Auf der Hülle sehen wir das Gesicht eines britischen Gentleman, der nur nebenbei als Jazzer bekannt war, und lesen Titel wie „Air in D-Flat“ und „Donegal Cradle Song“. Da pflegen wir skeptische Assoziationen mit Purcell, Ossian und irischem Frühling – und sind nicht vorbereitet auf solch eine Überraschung. Welch großartiges Talent hat der Jazz verloren! Nach diesen Aufnahmen der Jahre 1930-33 lebte Spike Hughes noch über ein halbes Jahrhundert – „aber ich habe den Jazz in dem Augenblick hinter mir gelassen, in dem er mir am meisten Freude bereitete. In dem Augenblick, in dem alle echten Liebesbeziehungen enden sollten.“ Warum hat ihm keiner diesen Unsinn ausgeredet!
Obwohl Hughes’ Kompositionen ihn als Schüler Ellingtons ausweisen (dessen Vorkämpfer er war), sind seine verträumt-verhangenen Weisen („Weary Traveler“) und seine kultiviert-verspielten Tongemälde („Doan’ You Grieve“) atmosphärisch so prägnant, dass man sie auch aus der Distanz als originell wahrnimmt, ja dass sie berühren („Elegy“). Wie genau der Bassist und Kritiker den Geist des Harlem Jazz erfasst hat, zeigen seine britischen Aufnahmen der Jahre 1931 und 1932; noch bevor er nach New York kommt, schreibt er eine „Harlem Symphony“.
Die Briten (darunter der englische „Hawkins“, der Tenorist Buddy Featherstonehaugh) swingen für europäische Verhältnisse außerordentlich. Die 33er Aufnahmen aus New York sind auf Höchstniveau, da sie in genialer Kombination Ellington-Flair mit den besten Elementen von Dukes Konkurrenz verbinden.

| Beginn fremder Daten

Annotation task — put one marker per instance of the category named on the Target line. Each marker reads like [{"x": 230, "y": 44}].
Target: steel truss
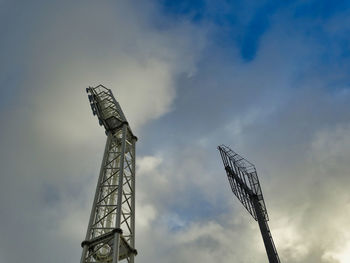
[
  {"x": 244, "y": 183},
  {"x": 110, "y": 236}
]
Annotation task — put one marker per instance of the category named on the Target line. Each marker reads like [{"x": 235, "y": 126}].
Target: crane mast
[
  {"x": 110, "y": 235},
  {"x": 245, "y": 185}
]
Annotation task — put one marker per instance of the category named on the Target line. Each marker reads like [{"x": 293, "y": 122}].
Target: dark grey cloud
[{"x": 286, "y": 111}]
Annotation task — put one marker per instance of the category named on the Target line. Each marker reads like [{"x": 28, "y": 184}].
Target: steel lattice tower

Hughes übernimmt für die Aufnahmen Benny Carter und sein Orchester, dem unter anderen der Tenorist Chu Berry und Wayman Carver (der damals schon Flötensoli bläst!) angehören. Dieser bereits erstklassigen Band fügt er Coleman Hawkins, Red Allen und Dickie Wells – also Hendersons Starsolisten – hinzu und als Pianisten einen weiteren Bandleader, Luis Russell!
Mit den britischen und amerikanischen Aufnahmen rekonstruierten die Herausgeber der CD die Musik zum Frederick-Ashton/ Buddy-Bradley-Ballett „High Yellow“. Auf einer Zugabe des Jahres 1930 klingt ein ungenannter Geiger wie ein Double von Joe Venuti. Offensichtlich studierten im Europa jener Tage Briten die amerikanischen Schellacks besonders präzise.